His story began in Balanga, Bataan, where he spent his childhood and was surrounded by nature. As a 10-year-old, one of his responsibilities on the farm was pasturing their carabao (water buffalo), which he did twice a week. While gazing at the fields and mountain scenery, he would sit on top of the carabao and stay there for hours and hours, just enjoying the surroundings and at the same time, daydreaming. Occasionally, he would be accompanied by a heron.
Music also played a vital role. David enjoyed the town fiestas, where there would be several brass bands to enhance the celebration. “I would be one of the children,” he remembers, “in front of them, mimicking an instrument with my hands and making some sounds with my mouth.” When he was big enough, he became part of the town band playing the clarinet.
He graduated with a bachelor’s degree in fine arts from the University of Santo Tomas in Manila. His father, Rafael Tuazon David, initially did not approve of David pursuing an art career, thinking he would not be able to raise his future family. But his mother, Generosa de Leon David, always believed in him. She told him to be the best of what he wanted to be.
He won a scholarship from the Italian government to take his post-graduate studies in Rome at the Accademia di Belle Arti di Roma and Scuola Ornamentali di Roma. In December 1965, at the Primo Concorso Romano di Pittura Extemporanea, he won first prize in the on-the-spot painting competition with the city of Rome as subject. And, while studying fresco painting in Rome, his professor, Giuseppi Ciotti, asked him to assist him in doing a mural for the Vatican.
David also studied art restoration for painting and monuments at the Centro International d’Etude pour la Conservation et la Restauration de Biens Culturels, and paper restoration and fine bookbinding at the Istituto de Patologia del Libro. Both institutions are in Rome.
Upon his return in Manila, he did restoration and conservation of Filipino masters’ artworks, as well as important documents on paper owned by individuals and the Philippine government.
He taught fine arts in Manila at the Philippine Women’s University, College of the Holy Spirit, and the University of the East. Now a resident of New Jersey, he continues to teach art. “Uplifting fledging artists to a certain level of success,” he explains, “drives me to keep teaching.”
David’s forte is watercolor, of which the “pouring technique” appeals to him. He puts the first layer of watercolor onto a wet surface. Then, he tilts the paper to totally control it. When he introduces the second color onto the same surface, it is combined with the first, producing a new color. He keeps tilting the paper until he is satisfied with the outcome. Although a bit messy, he enjoys it very much when the colors mix, blend and fuse with one another. The process is repeated. After producing layers and being satisfied with the outcome, brushes are used minimally to emphasize the details and also to complete and finish the painting.
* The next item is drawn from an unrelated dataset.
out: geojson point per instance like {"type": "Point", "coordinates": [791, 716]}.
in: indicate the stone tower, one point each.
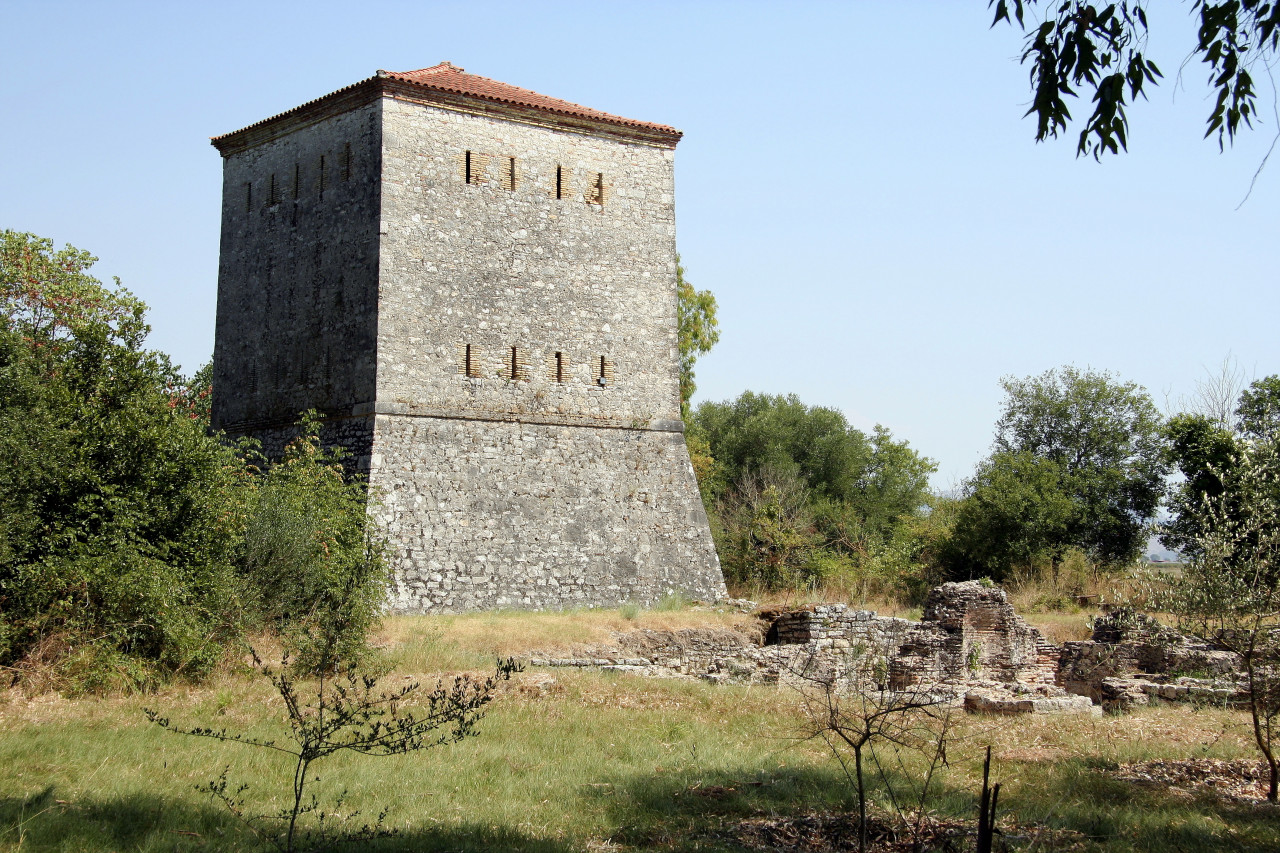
{"type": "Point", "coordinates": [475, 284]}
Of his favorite watercolor paintings, he easily states the reasons: Ruby Red (“multilayers of paint meticulously executed”),
Pahaquarry Landscape (“moving towards a loose approach in painting”), and Poconos Landscape (“essence is captured, fewer details; just an impression of the scene; simplified approach”).
If he were not a visual artist, he would have been a concert violinist. “I have a natural gift for music,” he says, “and I can play a tune or two just by listening.” He plays bandurria in a rondalla trio, Ang Tatlong Rondalista (The Three Rondalla Players), which is an offshoot of an active bigger group, the University of the Philippines Alumni & Friends Rondalla.
Art has always been Angelito de Leon David’s first love, and he paints to express himself, not so much for money or fame. This gives him total freedom because he is not rushed or pressured by time or any person.
“When I have finished a painting, I’m fully satisfied with what I did,” he continues. “Because the paintings speak for themselves, money and success naturally follow.”